With advances in dental materials and science, restorative materials that are aesthetically pleasing as well as strong and durable are widely available for the filling and repair of teeth that have been affected by tooth decay or dental injuries.
Composite fillings, which are frequently referred to as either "tooth colored fillings" or "white fillings," are a combination of biocompatible resins and finely ground, glass-like filler materials. Composite fillings, which are manufactured in a complete range of natural looking shades, provide a more cosmetically pleasing alternative to traditional "silver" fillings. Often used to fill a tooth by replacing tooth structure that is missing due to injury or decay, dental composites can also be placed to modify a tooth’s color or shape to dramatically improve its appearance as well as repair dental defects and close gaps between the teeth.

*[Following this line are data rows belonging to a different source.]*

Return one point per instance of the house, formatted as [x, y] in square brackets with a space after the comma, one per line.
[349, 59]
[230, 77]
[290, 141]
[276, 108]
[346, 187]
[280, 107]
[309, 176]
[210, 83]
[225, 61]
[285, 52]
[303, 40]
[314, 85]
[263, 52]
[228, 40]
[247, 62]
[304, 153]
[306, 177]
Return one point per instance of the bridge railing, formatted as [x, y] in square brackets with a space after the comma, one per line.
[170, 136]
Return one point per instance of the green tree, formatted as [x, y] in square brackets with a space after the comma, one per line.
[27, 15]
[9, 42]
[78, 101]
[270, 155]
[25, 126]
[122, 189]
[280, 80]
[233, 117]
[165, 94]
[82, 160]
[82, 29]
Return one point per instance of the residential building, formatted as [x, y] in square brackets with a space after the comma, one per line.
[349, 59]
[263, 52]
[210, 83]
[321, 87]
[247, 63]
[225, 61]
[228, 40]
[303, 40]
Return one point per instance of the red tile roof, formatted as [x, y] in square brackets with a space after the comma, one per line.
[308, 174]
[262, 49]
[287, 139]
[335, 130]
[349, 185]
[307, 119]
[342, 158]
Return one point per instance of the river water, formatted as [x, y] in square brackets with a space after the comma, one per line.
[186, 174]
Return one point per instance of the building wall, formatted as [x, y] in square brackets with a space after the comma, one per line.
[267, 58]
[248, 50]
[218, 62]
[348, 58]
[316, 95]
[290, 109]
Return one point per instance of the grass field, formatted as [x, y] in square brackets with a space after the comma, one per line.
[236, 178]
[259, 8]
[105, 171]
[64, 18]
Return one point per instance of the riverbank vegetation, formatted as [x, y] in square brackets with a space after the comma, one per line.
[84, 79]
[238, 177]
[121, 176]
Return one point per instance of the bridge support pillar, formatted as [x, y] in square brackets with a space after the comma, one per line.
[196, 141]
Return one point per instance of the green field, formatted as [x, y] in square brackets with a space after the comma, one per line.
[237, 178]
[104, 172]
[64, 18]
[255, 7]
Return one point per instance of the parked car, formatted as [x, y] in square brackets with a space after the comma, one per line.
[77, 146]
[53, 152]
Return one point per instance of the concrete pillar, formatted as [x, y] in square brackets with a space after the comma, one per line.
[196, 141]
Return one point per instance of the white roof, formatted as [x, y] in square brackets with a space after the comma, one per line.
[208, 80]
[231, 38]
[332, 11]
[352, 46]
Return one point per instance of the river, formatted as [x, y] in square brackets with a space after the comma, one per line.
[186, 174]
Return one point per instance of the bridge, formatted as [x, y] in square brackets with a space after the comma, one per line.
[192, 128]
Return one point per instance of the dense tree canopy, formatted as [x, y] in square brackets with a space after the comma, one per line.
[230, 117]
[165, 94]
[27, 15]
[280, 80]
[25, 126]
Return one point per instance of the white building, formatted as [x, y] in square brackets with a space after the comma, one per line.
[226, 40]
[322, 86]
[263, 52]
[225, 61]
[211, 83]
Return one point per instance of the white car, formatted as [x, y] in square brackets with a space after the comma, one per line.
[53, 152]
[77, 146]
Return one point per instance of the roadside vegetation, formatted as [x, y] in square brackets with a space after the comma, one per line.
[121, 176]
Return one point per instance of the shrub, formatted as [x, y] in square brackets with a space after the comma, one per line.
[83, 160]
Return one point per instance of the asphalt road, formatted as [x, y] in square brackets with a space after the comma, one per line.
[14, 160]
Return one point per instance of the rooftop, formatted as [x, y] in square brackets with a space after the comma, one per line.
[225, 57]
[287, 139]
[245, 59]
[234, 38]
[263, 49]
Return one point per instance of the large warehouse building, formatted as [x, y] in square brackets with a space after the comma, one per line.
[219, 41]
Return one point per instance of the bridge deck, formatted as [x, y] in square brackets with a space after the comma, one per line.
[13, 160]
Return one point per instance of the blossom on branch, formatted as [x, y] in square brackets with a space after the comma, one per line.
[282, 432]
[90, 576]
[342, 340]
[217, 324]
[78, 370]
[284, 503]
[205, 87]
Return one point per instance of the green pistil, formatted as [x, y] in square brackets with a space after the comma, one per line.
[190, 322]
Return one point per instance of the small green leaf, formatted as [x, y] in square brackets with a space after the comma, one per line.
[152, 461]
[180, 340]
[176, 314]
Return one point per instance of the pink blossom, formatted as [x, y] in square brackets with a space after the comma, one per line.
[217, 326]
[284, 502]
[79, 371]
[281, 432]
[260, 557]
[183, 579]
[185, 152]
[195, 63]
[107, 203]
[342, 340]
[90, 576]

A teeth whitening procedure or bleaching simply refers to any process that will make the teeth appear whiter. It is considered a non-invasive procedure that is designed to whiten and brighten teeth that are stained, discolored, darkened, or yellowed. First introduced to the public in the 1980’s, the popularity of teeth whitening products and procedures has soared. According to a survey conducted by the American Academy of Cosmetic Dentistry, when respondents were asked, "What would you like to improve most about your smile?" The most common response was: whiter and brighter teeth.
A home whitening system from the dentist along with custom trays that have been fitted to the teeth is also an excellent option. Custom trays keep the bleaching agent in maximum contact with the teeth and away from the other areas of the mouth. With a take-home teeth whitening system, maximum results are less rapid than an in office procedure and are typically achieved over a longer period of time. A home whitening system can be used by itself or as recommended by the dentist as a follow up to an in office procedure in order to perfect or maintain the results.

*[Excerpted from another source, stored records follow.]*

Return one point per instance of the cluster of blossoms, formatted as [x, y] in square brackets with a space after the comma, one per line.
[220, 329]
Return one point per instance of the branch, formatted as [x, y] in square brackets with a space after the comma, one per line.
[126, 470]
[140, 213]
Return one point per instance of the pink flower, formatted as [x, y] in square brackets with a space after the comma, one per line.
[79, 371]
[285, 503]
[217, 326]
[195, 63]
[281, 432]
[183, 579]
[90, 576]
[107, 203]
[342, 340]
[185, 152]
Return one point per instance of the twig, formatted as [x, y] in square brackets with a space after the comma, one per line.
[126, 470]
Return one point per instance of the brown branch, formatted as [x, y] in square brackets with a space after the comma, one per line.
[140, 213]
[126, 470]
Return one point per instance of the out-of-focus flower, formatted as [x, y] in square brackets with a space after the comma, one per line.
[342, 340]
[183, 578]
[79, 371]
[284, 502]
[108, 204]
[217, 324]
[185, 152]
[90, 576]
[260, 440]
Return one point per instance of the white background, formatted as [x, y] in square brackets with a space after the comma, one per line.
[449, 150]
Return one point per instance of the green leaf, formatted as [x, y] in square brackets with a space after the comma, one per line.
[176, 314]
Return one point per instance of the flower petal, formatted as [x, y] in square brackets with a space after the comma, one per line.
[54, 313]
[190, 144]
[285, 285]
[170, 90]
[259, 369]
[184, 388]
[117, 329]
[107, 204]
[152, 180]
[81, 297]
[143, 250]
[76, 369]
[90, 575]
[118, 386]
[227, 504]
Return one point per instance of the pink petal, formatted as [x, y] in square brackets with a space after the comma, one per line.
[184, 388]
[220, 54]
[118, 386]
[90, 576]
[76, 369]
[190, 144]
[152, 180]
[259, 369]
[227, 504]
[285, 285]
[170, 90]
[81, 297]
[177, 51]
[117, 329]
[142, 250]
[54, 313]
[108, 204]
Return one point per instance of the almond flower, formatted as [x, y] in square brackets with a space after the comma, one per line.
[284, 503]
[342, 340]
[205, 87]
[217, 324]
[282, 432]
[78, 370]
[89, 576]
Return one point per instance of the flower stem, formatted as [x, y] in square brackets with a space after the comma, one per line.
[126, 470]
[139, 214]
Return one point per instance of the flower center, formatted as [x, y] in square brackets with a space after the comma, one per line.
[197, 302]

Dental implants represent the most recent and advanced method of replacing lost or missing teeth. Invented in 1952 by a Swedish surgeon named Per-Ingvar Brånemark, dental implants today offer a highly effective, long-term solution for replacing missing teeth to reestablish a fully functional and attractive smile. Dental implants can be used to replace a single tooth, multiple teeth or all of the upper and/or lower teeth.
A dental implant is a small, biocompatible post that is surgically positioned by means of a minimally invasive procedure into the jawbone beneath the gums. Once healing takes place and the implant integrates with the bone, it behaves in much the same way as the root of a natural tooth to provide support for an aesthetically appealing dental crown or bridge. A period ranging from 3 to 6 months is required for the jawbone to fuse with the implant via a process known as osseointegration.
Periodontal disease damages the surrounding soft tissues and bone that support the teeth. It is predominantly caused by the accumulation of bacteria, mucus and other particles in the form of plaque or tartar that sit between the teeth and the gums. Periodontal disease can range in severity from a simple gum inflammation, known as gingivitis, to a more serious inflammation of the periodontal tissues. Left untreated periodontal disease can result in significant tissue damage and eventual tooth loss.
Wisdom teeth, which are also known as the third molars, are the last permanent teeth to develop in the oral cavity as well as the final ones to come into place. However, as is often the case, many wisdom teeth do not have sufficient room to erupt, are not developing properly, or are causing issues for the adjacent teeth and the surrounding tissues. Oral and maxillofacial surgeons frequently see patients with impacted or problematic wisdom teeth for an evaluation or extractions as indicated.